Barbour agreed that while human-performance improvement may not be a normal subject for industry training, surveys of Texas RE’s members indicated that is exactly what they want.

“We’ve tried to broaden [our training] in the last couple of years,” he said, noting that the 70 participants are about par for a Texas RE course. “Our feedback tells us that REs want to hear more from industry experts and other REs.”

On April 15, the Texas RE held another talk, this one with a pair of SERC representatives discussing recent changes to NERC rules triggering certification reviews for operating and certified reliability coordinators, balancing authorities and transmission operators.

At the next Talk with Texas RE, scheduled April 29, FERC’s David DeFalaise and Mark Hegerle will review recent events at the commission.

WECC Contingency Reserve Standard Ok’d

FERC Approves WECC Contingency Reserve Standard.)

WECC Contingency Reserve
WECC service territory | NERC

NERC and WECC submitted the new standard to FERC in 2019 to replace BAL-002-WECC-2a, the regional equivalent of the continent-wide BAL-002-3 (contingency reserve for recovery from a balancing contingency event) and successor to the original standard BAL-002-WECC-2. The organizations argued that the introduction of the BAL-003-1 standard in 2014 had rendered some aspects of BAL-002-WECC-2a redundant.

In particular, NERC and WECC claimed requirement R2 of the regional standard — which mandated that balancing authorities and reserve sharing groups in the WECC region maintain at least half the minimum contingency reserves as operating reserves — was no longer necessary in light of frequency response requirements in the new national standard. A field test performed by WECC between 2017 and 2018 confirmed that retiring the 50% spinning reserve requirement resulted in “no degradation to [disturbance control standard] performance.”

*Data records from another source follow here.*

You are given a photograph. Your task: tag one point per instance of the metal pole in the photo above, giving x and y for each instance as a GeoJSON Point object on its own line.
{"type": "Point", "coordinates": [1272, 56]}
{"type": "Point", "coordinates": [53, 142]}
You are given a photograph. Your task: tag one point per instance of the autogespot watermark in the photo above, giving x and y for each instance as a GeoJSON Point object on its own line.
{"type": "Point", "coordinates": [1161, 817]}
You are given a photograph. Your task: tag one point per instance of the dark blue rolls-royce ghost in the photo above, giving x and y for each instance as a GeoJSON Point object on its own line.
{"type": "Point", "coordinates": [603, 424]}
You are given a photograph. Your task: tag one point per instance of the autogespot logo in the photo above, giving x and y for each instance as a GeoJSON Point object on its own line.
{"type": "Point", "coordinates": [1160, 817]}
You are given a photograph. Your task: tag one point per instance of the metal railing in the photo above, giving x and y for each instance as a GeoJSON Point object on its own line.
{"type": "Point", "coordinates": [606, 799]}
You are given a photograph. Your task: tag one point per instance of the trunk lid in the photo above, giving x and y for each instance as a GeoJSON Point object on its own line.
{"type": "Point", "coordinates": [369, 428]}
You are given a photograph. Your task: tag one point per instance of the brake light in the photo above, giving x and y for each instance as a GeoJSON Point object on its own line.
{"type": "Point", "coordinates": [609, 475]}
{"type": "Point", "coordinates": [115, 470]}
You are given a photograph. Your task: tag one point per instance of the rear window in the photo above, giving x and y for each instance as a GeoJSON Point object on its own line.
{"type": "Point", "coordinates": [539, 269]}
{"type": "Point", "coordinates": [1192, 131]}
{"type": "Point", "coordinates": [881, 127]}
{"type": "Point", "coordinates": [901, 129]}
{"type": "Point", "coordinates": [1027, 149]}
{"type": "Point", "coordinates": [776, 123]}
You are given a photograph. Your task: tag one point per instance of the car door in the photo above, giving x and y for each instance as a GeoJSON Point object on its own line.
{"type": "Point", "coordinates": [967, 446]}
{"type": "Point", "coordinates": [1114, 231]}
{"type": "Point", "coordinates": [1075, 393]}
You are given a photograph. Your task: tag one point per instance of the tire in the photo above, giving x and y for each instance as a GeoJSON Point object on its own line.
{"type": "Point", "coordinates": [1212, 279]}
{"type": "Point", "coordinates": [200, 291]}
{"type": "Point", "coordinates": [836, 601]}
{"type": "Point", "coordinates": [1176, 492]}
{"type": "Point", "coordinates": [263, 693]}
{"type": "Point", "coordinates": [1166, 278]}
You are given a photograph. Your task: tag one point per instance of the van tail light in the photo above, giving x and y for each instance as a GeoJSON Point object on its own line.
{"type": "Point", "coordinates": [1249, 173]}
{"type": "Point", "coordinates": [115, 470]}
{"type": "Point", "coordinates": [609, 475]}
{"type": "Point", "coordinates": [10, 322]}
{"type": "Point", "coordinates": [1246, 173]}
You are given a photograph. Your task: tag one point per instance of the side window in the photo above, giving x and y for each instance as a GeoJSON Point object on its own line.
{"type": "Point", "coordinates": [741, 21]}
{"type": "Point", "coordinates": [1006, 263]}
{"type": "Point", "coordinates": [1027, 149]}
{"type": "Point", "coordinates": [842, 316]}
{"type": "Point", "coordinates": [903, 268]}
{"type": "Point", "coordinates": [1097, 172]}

FERC requested additional data in February 2020 from WECC, extending the regional entity’s study from May 2018 to September 2019.  In addition, the commission requested NERC’s frequency response records for the Western Interconnection from May 2017 to September 2019. The updated information was submitted in May 2020.

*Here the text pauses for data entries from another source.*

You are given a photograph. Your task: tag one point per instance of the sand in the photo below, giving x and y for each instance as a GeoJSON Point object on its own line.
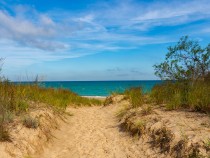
{"type": "Point", "coordinates": [92, 132]}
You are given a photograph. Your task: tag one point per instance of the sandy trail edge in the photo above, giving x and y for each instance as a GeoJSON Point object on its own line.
{"type": "Point", "coordinates": [92, 132]}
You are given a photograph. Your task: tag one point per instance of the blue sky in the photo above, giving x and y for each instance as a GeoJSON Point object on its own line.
{"type": "Point", "coordinates": [95, 40]}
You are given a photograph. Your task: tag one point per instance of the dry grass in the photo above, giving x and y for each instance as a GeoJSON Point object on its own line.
{"type": "Point", "coordinates": [16, 99]}
{"type": "Point", "coordinates": [30, 122]}
{"type": "Point", "coordinates": [162, 138]}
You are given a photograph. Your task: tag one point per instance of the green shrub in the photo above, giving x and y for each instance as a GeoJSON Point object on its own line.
{"type": "Point", "coordinates": [136, 96]}
{"type": "Point", "coordinates": [4, 136]}
{"type": "Point", "coordinates": [108, 101]}
{"type": "Point", "coordinates": [182, 95]}
{"type": "Point", "coordinates": [30, 122]}
{"type": "Point", "coordinates": [199, 97]}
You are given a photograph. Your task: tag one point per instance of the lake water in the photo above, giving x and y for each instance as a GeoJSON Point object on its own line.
{"type": "Point", "coordinates": [100, 88]}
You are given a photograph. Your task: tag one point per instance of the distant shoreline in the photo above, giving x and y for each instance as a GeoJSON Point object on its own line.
{"type": "Point", "coordinates": [96, 97]}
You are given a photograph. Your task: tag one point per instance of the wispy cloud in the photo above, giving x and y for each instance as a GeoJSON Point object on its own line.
{"type": "Point", "coordinates": [30, 36]}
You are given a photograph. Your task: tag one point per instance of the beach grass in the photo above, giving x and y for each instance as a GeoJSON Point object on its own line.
{"type": "Point", "coordinates": [16, 99]}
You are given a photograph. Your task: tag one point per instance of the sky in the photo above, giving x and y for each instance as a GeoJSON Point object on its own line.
{"type": "Point", "coordinates": [82, 40]}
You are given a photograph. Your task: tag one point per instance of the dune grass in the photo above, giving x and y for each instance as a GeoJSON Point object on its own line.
{"type": "Point", "coordinates": [135, 96]}
{"type": "Point", "coordinates": [16, 99]}
{"type": "Point", "coordinates": [176, 95]}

Commission Continues Data Requests

However, while FERC agreed to approve the regional standard last October on the basis of NERC and WECC’s expanded data set, the commission remained concerned “about deliverability of contingency reserves within reserve sharing groups,” specifically the ability of balancing authorities to access hydroelectric resources.

As a result, its order mandated an informational filing 27 months after the implementation of BAL-002-WECC-3, covering the same categories of data from the February 2020 data request for the 24 months following implementation. The commission also mandated that the organizations inform it immediately of “any adverse impacts” observed during the reporting period, as well as any corrective actions that are taken or considered.

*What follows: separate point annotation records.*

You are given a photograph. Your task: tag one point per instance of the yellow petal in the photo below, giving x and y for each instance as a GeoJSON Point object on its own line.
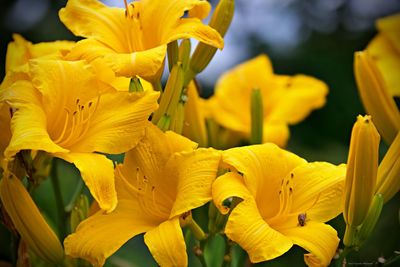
{"type": "Point", "coordinates": [28, 133]}
{"type": "Point", "coordinates": [166, 244]}
{"type": "Point", "coordinates": [226, 186]}
{"type": "Point", "coordinates": [387, 57]}
{"type": "Point", "coordinates": [388, 183]}
{"type": "Point", "coordinates": [102, 234]}
{"type": "Point", "coordinates": [28, 221]}
{"type": "Point", "coordinates": [144, 171]}
{"type": "Point", "coordinates": [141, 63]}
{"type": "Point", "coordinates": [5, 133]}
{"type": "Point", "coordinates": [319, 239]}
{"type": "Point", "coordinates": [118, 123]}
{"type": "Point", "coordinates": [105, 74]}
{"type": "Point", "coordinates": [17, 52]}
{"type": "Point", "coordinates": [192, 27]}
{"type": "Point", "coordinates": [169, 17]}
{"type": "Point", "coordinates": [318, 190]}
{"type": "Point", "coordinates": [362, 168]}
{"type": "Point", "coordinates": [196, 171]}
{"type": "Point", "coordinates": [90, 18]}
{"type": "Point", "coordinates": [300, 94]}
{"type": "Point", "coordinates": [98, 173]}
{"type": "Point", "coordinates": [233, 91]}
{"type": "Point", "coordinates": [276, 132]}
{"type": "Point", "coordinates": [246, 227]}
{"type": "Point", "coordinates": [144, 63]}
{"type": "Point", "coordinates": [20, 51]}
{"type": "Point", "coordinates": [263, 167]}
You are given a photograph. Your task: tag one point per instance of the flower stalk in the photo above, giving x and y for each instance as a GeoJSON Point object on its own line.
{"type": "Point", "coordinates": [257, 117]}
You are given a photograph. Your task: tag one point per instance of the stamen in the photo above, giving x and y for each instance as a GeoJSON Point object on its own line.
{"type": "Point", "coordinates": [127, 13]}
{"type": "Point", "coordinates": [64, 128]}
{"type": "Point", "coordinates": [79, 123]}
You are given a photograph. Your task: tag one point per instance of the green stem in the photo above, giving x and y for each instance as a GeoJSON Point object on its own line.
{"type": "Point", "coordinates": [392, 260]}
{"type": "Point", "coordinates": [343, 255]}
{"type": "Point", "coordinates": [62, 218]}
{"type": "Point", "coordinates": [14, 248]}
{"type": "Point", "coordinates": [228, 255]}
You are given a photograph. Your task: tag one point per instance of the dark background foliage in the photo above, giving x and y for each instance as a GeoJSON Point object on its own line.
{"type": "Point", "coordinates": [314, 37]}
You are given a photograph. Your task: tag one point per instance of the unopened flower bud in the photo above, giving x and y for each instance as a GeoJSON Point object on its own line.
{"type": "Point", "coordinates": [375, 96]}
{"type": "Point", "coordinates": [370, 220]}
{"type": "Point", "coordinates": [220, 21]}
{"type": "Point", "coordinates": [361, 175]}
{"type": "Point", "coordinates": [389, 171]}
{"type": "Point", "coordinates": [28, 221]}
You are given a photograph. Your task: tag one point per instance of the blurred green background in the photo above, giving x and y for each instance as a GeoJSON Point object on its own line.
{"type": "Point", "coordinates": [314, 37]}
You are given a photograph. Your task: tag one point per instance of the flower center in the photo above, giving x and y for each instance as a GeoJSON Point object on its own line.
{"type": "Point", "coordinates": [76, 123]}
{"type": "Point", "coordinates": [151, 199]}
{"type": "Point", "coordinates": [134, 34]}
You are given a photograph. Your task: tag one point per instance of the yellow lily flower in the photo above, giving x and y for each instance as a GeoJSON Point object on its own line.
{"type": "Point", "coordinates": [375, 96]}
{"type": "Point", "coordinates": [362, 168]}
{"type": "Point", "coordinates": [361, 175]}
{"type": "Point", "coordinates": [388, 182]}
{"type": "Point", "coordinates": [285, 202]}
{"type": "Point", "coordinates": [20, 51]}
{"type": "Point", "coordinates": [194, 127]}
{"type": "Point", "coordinates": [160, 181]}
{"type": "Point", "coordinates": [28, 220]}
{"type": "Point", "coordinates": [5, 133]}
{"type": "Point", "coordinates": [133, 41]}
{"type": "Point", "coordinates": [77, 114]}
{"type": "Point", "coordinates": [286, 99]}
{"type": "Point", "coordinates": [385, 51]}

WECC and NERC indicated in a December filing that they understood the commission’s desire for additional data and “would, under any circumstances, promptly make the commission aware of” adverse impacts from the new standard. However, while collecting the relevant two years of information would not be a problem, the organizations felt “that three months may not be sufficient to complete the validation and analysis of 24 months’ worth of the requested data.” They suggested six months would be enough time to finish processing the data properly.

In its final approval order, FERC agreed to this modification. The informational filing will be due 30 months after the implementation of the standard.

PacifiCorp Faces $42 Million Penalty for Line Misratings

PacifiCorp has 30 days to convince FERC it should not have to pay a penalty of up to $42 million for alleged violations of NERC reliability standards that may have contributed to the 2012 Wood Hollow wildfire in Utah, the commission ordered Thursday.

The Order to Show Cause and Notice of Proposed Penalty (IN21-6) cites allegations by FERC’s Office of Enforcement that PacifiCorp violated FAC-009-1 (Establish and communicate facility ratings) and its successor standard FAC-008-3. Specifically, FAC-009-1 requirement R1 and FAC-008-3 requirement R6 both require transmission owners and generator owners to have ratings for their solely and jointly owned facilities that are “consistent with the associated facility ratings methodology [FRM].”

FERC staff claim that PacifiCorp — including its Utah business arm, Rocky Mountain Power — knew in 2009 when it published its FRM that “the clearances on a majority of its bulk electric system transmission lines were incorrect under [National Electric Safety Code] clearance requirements.” Because the clearance data was used to calculate facility ratings, the resulting ratings were inconsistent with the published FRM.

The clearance inaccuracies came to light following the Wood Hollow fire, which caused one death, burned more than 47,000 acres of land and destroyed more than 50 residences or cabins. Utah’s Department of Public Safety determined that the fire was caused by “inadequate clearance between two RMP transmission facilities” near the town of Fountain Green that created an arc in the gusty conditions of June 23, 2012.

PacifiCorp penalty
Power lines in Fountain Green, Utah, near the origin of 2012’s Wood Hollow wildfire: Inadequate clearance on two PacifiCorp transmission lines is alleged to have sparked the fire. | Ken Lund, CC BY-SA 2.0, via Flickr

FERC’s subsequent investigation found that the Fountain Green facility was just one of the clearance violations on PacifiCorp’s BES transmission lines. Clearance issues were discovered in more than 58% of the lines; 45% of the company’s BES lines had clearance violations so severe that “the transmission lines should have been rated at zero-amperes,” too low to be safely energized. This includes the line involved in the Wood Hollow fire.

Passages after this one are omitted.